The relationship of morphometrical and androgen receptor evaluations of the main testicular interstitium cellular element (Leydig cells) in the domestic pig provided interesting numerical and morphological features during the different aging stages. As early as 25 days (a period in which the pig is sexually immature) there was a low number of Leydig cells (1.46 x 10(8)) with respect to a 78% and 35% increase in the adult (2.48 x 108) and aged (1.78 x 10(8)) animal, respectively. Interestingly, when the volume density of Leydig cells was considered, the average volume of these cells seemed to be high (75%) in the aged pig with respect to the young immature animal whereas a lower increase (27%) was observed for the adult animal. Moreover, the evaluation of testosterone receptor binding sites in the testis at the various stages of development also displayed a differentiated pattern since elevated testosterone receptor binding levels of the high dissociation affinity type were obtained for the adult pig. Thus, from the combined morphological variations of Leydig cells and testosterone receptor binding activity, it appears that this androgenic receptor component exerts distinct autocrine effects on the different functional features of some testicular tissue constituents at the different aging stages of the domestic pig.     

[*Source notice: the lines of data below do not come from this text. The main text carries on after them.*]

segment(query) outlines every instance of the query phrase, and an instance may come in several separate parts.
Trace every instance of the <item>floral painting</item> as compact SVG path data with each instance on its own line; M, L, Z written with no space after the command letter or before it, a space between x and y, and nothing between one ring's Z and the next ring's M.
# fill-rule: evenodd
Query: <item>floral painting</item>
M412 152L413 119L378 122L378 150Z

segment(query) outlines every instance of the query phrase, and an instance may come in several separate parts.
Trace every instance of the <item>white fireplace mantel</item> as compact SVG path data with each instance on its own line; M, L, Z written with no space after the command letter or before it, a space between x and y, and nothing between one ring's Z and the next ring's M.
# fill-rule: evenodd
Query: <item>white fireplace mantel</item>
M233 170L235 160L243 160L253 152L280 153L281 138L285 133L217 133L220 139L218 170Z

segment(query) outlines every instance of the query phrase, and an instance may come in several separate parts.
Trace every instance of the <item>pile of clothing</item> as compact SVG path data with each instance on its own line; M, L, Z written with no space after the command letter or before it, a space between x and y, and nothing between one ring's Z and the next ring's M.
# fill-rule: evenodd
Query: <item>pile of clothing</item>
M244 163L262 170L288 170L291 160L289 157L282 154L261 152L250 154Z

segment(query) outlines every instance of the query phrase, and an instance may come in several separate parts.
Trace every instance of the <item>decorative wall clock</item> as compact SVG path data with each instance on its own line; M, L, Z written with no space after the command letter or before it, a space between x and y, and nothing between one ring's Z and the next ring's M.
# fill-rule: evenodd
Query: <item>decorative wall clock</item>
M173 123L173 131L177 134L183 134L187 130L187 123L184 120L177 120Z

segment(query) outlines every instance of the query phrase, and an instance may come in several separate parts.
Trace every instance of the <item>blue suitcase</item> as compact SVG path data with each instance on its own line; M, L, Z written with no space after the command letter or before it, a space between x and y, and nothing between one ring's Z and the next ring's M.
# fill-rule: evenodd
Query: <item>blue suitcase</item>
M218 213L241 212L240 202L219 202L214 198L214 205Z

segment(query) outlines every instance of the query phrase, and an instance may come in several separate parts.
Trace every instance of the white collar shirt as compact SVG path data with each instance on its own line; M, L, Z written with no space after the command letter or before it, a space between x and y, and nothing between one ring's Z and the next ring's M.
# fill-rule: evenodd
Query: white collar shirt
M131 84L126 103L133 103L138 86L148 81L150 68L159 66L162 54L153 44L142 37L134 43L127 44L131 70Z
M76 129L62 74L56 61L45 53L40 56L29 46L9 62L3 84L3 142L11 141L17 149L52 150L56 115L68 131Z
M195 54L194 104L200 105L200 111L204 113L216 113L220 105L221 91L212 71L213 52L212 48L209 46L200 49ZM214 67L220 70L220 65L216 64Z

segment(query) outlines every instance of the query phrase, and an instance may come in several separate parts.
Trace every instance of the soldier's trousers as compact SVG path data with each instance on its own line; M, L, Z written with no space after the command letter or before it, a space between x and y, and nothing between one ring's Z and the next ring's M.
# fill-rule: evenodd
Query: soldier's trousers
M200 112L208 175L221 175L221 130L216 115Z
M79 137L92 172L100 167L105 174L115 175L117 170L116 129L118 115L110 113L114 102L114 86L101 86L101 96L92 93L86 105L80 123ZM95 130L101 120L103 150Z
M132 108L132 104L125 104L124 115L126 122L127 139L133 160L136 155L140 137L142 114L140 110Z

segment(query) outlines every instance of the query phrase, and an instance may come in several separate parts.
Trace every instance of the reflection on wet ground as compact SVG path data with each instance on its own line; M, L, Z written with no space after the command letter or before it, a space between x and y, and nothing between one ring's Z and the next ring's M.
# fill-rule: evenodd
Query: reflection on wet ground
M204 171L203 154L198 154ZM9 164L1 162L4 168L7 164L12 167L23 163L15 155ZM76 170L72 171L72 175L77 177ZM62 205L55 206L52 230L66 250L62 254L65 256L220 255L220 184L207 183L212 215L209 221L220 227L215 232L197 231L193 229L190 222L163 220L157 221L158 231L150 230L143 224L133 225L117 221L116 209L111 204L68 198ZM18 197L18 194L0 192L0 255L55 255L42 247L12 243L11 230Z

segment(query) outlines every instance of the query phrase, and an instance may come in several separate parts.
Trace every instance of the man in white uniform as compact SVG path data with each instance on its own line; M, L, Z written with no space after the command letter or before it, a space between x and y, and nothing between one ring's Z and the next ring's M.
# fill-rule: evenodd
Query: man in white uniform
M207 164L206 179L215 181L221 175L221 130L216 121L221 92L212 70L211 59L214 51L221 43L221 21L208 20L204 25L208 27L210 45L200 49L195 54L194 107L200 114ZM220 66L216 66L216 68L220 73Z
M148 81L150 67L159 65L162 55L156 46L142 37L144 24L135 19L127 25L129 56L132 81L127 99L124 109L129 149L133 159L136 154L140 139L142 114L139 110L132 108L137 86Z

Differentiation of adult Leydig cells

Adult Leydig cells originate within the testis postnatally. Their formation is a continuous process involving gradual transformation of progenitors into the mature cell type. Despite the gradual nature of these changes, studies of proliferation, differentiation and steroidogenic function in the rat Leydig cell led to the recognition of three distinct developmental stages in the adult Leydig cell lineage: Leydig cell progenitors, immature Leydig cells and adult Leydig cells. In the first stage, Leydig cell progenitors arise from active proliferation of mesenchymal-like stem cells in the testicular interstitium during the third week of postnatal life and are recognizable by the presence of Leydig cell markers such as histochemical staining for 3β-hydroxysteroid dehydrogenase (3β-HSD) and the present of luteinizing hormone (LH) receptors. They proliferate actively and by day 28 postpartum differentiate into immature Leydig cells. In the second stage, immature Leydig cells are morphologically recognizable as Leydig cells. They have an abundant smooth endoplasmic reticulum and are steroidogenically active, but primarily produce 5-reduced androgens rather than testosterone. Immature Leydig cells divide only once, giving rise to the total adult Leydig cell population. In the third and final stage, adult Leydig cells are fully differentiated, primarily produce testosterone and rarely divide. LH and androgen act together to stimulate differentiation of Leydig cell progenitors into immature Leydig cells. Preliminary data indicate that insulin like growth factor-1 (IGF-1) acts subsequently in the transformation of immature Leydig cells into adult Leydig cells.